Taliban persecution, including targeted attacks and murders via bombings, has also extended to the Hazaras, an ethnic minority in Afghanistan. Many have already fled to Pakistan. This influx of refugees has prompted provincial governments to refuse new arrivals, citing an inability to cope with more of a burden than they have already taken on. Some fleeing Hazaras have already been deported back to Afghanistan as a result.
Instituting cruel and draconian punishments that have long left most of the rest of the world and viciously persecuting the nation’s women, LGBT individuals, minorities, and those who otherwise dissent from them is not the Taliban’s only focus, though. They are hard at work ensuring that Islamic law is respected in other ways, too. For example, in Helmand, they have issued a strict prohibition on the un-Islamic practice of beard-cutting.
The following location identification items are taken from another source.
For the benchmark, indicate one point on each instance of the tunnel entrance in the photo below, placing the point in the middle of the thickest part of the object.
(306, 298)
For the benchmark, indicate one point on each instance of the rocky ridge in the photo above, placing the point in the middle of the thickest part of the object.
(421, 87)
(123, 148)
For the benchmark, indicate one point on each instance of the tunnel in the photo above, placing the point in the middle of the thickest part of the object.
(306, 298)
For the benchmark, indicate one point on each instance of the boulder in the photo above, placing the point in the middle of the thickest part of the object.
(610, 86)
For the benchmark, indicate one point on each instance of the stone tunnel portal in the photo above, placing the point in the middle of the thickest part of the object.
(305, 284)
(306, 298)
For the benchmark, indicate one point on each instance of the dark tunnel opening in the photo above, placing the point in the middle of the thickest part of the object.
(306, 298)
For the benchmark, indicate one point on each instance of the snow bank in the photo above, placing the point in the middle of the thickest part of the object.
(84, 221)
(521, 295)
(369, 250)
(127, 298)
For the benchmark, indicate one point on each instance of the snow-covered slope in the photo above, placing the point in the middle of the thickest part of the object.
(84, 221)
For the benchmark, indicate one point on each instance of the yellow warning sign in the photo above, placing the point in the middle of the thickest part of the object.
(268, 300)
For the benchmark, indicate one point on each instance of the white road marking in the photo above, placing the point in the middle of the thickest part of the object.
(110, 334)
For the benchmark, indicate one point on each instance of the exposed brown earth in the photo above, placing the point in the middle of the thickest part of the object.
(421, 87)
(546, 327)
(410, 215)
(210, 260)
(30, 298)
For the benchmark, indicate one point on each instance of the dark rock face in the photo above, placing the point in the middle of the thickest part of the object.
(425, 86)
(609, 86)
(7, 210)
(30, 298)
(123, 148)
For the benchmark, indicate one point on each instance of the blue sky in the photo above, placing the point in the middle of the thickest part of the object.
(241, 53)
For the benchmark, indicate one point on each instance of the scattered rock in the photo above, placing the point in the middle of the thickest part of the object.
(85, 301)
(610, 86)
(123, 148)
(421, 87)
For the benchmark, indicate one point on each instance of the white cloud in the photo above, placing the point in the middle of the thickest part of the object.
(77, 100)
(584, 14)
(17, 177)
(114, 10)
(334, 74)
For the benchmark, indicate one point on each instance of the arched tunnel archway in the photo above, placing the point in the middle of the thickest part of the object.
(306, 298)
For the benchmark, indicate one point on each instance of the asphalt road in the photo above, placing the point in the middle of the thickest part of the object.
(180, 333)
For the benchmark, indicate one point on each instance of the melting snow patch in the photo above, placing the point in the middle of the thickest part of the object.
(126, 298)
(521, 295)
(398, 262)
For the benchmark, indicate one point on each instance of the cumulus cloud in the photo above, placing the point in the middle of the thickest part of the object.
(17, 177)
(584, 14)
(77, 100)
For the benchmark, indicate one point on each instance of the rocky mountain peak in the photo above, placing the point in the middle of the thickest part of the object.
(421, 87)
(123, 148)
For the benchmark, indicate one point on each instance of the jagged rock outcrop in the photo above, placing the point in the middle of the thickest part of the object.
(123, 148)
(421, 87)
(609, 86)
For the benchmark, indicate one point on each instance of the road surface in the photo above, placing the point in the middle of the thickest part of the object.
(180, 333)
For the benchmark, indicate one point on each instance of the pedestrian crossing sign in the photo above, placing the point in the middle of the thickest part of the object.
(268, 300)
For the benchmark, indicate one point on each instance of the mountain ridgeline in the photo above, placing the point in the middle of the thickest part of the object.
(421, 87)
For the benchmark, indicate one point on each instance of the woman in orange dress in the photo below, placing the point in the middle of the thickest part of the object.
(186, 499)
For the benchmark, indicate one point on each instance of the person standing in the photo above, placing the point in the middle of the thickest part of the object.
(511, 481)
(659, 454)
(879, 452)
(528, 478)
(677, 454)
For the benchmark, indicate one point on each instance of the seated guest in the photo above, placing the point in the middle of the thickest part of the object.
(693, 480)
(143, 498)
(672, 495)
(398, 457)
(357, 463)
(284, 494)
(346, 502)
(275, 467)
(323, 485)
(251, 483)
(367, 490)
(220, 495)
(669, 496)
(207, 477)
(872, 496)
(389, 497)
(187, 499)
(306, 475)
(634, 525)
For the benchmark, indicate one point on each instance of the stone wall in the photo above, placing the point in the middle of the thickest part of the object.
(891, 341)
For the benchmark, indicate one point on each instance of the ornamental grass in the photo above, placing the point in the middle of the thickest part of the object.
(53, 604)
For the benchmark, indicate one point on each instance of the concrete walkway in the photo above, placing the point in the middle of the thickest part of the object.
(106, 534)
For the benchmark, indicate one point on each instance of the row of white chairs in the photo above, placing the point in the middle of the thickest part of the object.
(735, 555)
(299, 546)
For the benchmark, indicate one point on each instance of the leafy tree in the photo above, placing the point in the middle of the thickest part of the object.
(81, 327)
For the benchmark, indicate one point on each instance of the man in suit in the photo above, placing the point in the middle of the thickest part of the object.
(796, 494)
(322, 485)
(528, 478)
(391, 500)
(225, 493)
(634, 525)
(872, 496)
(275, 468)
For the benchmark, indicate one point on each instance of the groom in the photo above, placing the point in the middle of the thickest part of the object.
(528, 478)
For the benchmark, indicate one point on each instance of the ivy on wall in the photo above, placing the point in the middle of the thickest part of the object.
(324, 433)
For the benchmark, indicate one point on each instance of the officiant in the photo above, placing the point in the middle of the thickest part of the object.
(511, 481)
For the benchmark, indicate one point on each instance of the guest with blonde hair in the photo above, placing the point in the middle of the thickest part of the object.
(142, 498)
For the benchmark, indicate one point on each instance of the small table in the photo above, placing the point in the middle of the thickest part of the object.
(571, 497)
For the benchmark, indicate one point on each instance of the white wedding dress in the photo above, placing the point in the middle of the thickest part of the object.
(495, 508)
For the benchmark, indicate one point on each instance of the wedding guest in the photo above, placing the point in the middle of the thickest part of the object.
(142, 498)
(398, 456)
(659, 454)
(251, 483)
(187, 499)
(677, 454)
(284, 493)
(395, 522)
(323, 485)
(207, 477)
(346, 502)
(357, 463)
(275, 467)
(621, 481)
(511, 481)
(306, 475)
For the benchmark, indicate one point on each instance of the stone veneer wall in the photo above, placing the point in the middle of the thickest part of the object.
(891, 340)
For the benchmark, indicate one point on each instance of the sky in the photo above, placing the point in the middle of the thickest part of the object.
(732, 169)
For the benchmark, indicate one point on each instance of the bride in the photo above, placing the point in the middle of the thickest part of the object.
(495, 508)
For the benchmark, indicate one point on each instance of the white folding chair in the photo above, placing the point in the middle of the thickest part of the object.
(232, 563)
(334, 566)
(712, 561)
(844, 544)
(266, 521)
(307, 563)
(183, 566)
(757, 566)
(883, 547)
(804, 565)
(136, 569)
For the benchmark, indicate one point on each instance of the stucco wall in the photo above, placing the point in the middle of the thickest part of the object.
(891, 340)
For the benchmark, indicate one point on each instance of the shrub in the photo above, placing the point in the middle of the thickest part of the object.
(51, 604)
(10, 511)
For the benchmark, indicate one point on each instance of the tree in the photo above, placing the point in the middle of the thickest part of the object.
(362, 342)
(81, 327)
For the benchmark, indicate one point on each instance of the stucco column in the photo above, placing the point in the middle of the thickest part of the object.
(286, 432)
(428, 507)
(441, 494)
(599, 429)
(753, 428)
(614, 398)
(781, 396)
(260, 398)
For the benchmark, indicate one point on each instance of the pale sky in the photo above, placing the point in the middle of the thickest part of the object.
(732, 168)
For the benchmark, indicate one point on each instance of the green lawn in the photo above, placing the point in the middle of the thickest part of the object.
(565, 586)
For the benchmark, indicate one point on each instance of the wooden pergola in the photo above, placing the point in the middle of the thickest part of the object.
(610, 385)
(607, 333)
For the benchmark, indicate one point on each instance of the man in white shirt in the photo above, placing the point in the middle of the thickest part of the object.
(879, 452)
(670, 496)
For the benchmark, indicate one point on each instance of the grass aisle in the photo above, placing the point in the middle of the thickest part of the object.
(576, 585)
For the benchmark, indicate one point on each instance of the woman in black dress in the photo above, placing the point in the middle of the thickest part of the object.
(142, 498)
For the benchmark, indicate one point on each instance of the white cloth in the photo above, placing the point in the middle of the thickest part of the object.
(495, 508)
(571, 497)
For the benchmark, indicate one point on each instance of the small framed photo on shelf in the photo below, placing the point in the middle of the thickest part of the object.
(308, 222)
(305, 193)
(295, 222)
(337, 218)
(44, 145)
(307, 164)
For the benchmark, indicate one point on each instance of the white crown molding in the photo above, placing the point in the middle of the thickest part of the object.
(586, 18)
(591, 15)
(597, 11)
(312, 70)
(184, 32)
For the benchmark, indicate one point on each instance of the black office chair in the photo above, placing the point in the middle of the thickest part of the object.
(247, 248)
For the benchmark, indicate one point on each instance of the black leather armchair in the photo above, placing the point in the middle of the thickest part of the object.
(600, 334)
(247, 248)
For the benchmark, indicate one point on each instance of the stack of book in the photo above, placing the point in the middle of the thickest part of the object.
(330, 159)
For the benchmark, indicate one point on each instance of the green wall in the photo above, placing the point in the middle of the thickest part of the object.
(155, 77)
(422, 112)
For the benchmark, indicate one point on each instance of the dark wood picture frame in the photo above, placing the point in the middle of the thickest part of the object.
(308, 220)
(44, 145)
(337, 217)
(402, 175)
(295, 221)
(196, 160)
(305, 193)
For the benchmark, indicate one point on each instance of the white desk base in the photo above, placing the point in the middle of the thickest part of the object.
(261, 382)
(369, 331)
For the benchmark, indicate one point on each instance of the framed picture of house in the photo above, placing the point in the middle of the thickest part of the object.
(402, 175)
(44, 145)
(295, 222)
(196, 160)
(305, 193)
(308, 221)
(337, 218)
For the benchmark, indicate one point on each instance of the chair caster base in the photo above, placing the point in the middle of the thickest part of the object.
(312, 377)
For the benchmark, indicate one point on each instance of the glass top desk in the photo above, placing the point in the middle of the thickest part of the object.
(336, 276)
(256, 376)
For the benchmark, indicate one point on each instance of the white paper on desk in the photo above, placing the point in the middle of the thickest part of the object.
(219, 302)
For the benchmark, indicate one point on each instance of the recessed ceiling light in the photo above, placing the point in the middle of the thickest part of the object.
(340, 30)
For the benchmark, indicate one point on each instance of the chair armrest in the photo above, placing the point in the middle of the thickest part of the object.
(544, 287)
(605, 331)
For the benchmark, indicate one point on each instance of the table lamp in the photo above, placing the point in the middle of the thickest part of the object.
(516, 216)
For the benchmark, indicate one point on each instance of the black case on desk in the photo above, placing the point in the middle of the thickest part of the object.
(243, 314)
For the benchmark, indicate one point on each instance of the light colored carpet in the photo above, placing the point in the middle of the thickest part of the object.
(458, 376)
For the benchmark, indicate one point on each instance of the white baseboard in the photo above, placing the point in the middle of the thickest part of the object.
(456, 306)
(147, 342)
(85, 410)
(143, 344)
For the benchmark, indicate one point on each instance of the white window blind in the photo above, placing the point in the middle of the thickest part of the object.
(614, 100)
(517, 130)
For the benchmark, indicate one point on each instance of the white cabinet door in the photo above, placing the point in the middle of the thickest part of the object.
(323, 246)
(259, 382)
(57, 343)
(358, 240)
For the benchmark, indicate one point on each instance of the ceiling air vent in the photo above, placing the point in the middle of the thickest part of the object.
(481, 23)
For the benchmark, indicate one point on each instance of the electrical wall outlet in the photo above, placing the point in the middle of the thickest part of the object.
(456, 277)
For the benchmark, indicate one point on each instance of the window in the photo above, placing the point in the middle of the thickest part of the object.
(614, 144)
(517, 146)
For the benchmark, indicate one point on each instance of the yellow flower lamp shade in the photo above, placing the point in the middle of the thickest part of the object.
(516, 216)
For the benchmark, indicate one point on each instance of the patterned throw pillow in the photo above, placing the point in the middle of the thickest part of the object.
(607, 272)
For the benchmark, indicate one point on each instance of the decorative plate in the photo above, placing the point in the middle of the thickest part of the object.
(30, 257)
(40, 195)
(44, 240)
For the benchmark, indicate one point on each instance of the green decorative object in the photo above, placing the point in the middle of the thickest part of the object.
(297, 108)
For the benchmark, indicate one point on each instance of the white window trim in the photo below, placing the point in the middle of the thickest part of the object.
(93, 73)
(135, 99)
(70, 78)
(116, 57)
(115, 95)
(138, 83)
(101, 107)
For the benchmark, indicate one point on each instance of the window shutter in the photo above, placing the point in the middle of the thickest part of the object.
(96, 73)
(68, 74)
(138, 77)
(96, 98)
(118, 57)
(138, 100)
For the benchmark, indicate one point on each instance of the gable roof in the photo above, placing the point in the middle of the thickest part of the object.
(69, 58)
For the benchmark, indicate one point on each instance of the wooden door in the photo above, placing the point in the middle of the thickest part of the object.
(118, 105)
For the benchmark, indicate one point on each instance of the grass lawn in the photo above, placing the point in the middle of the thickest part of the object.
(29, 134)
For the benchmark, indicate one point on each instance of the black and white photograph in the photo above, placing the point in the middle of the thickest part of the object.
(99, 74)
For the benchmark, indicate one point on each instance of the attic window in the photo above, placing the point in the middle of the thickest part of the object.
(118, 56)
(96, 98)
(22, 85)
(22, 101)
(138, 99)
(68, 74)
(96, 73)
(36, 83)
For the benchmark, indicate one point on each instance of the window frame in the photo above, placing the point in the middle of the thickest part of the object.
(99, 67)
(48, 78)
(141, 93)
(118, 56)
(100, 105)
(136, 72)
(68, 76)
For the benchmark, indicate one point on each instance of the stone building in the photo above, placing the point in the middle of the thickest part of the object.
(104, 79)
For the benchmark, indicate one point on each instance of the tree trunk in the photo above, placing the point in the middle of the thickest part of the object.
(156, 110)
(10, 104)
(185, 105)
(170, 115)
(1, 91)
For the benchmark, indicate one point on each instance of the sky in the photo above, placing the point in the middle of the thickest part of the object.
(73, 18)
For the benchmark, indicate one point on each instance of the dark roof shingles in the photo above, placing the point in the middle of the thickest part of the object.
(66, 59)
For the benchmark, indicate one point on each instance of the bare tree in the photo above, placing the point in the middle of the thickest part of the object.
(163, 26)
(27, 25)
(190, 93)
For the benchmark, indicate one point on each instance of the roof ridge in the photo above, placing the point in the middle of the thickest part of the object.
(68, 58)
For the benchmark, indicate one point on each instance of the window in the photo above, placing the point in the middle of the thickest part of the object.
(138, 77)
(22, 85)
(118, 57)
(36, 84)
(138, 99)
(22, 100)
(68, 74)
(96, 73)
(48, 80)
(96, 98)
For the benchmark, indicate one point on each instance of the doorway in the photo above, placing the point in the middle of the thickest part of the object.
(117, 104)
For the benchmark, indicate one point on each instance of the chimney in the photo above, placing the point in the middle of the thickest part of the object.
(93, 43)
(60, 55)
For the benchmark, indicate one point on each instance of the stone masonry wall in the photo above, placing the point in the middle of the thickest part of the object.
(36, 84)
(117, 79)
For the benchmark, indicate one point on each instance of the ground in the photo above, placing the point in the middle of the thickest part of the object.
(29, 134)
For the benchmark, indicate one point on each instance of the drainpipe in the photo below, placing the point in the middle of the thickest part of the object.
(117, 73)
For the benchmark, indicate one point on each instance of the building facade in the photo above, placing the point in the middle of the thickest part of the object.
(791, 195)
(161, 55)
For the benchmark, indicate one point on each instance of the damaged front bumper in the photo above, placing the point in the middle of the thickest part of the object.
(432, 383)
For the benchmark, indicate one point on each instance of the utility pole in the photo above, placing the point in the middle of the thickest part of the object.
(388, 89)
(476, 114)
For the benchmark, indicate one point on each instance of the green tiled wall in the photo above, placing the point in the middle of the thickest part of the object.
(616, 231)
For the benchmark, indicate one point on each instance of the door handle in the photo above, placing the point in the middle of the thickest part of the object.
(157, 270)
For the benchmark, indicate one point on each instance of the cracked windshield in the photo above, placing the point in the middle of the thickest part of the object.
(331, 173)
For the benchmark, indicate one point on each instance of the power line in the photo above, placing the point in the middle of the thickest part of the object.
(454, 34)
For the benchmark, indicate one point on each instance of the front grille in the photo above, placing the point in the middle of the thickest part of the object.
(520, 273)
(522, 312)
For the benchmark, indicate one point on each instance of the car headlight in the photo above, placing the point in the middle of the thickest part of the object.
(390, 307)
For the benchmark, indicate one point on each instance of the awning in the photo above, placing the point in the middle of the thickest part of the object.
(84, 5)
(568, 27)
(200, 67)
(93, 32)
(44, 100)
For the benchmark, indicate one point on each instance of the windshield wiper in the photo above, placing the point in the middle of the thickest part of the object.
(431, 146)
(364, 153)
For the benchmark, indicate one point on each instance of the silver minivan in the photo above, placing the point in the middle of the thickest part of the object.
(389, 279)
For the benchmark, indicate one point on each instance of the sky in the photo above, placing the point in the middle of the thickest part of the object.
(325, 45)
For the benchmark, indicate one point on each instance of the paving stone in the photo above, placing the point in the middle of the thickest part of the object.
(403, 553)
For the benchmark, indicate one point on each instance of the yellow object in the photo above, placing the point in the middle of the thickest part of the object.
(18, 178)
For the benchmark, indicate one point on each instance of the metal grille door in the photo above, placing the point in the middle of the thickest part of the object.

This would be a more light-hearted—though still absurd—development if not for the promise of punishments for barbers who fail to comply with this regulation.
Some noteworthy tidbits.
Egypt’s Supreme Administrative Court has issued a ruling that mosques in the country may not be used for political purposes. While this is good news on its face, undergirding the ruling is a protection of the state’s ability to control what sorts of religious teachings are promulgated in the country, described by Ahram as “part of the country’s efforts to control the religious discourse and teaching methods within worship houses.” Some of these efforts are aimed at preventing the preaching of especially hardline radicalism, but it is religion-state overlap all the same.
In Indonesia, a blasphemy suspect who had been jailed has been assaulted by a fellow inmate, a policeman convicted for accepting a bribe by the name “Napoleon Bonaparte.” The assailant said he had been enraged by alleged insults to God, the Prophet Muhammad, and the Islamic faith from the victim, Muhammad “Kace” Kosman. As related by a criminal justice official, the imprisoned policeman not only physically assaulted the blasphemy accused, but “he also smeared the latter’s face and body with human feces which he had prepared beforehand.”
Meanwhile, in the United Kingdom, regulators have issued a warning to a charity that was instrumental in igniting the firestorm around a Batley Grammar School religions teacher, who had showed the Charlie Hebdo Muhammad cartoons in class as part of a lesson on the concept of blasphemy. They have determined that by publicly naming the teacher, who went on to receive death threats and go into temporary hiding, the charity put the teacher’s life at risk. The charity’s “chief executive” had also called the teacher a “terrorist.”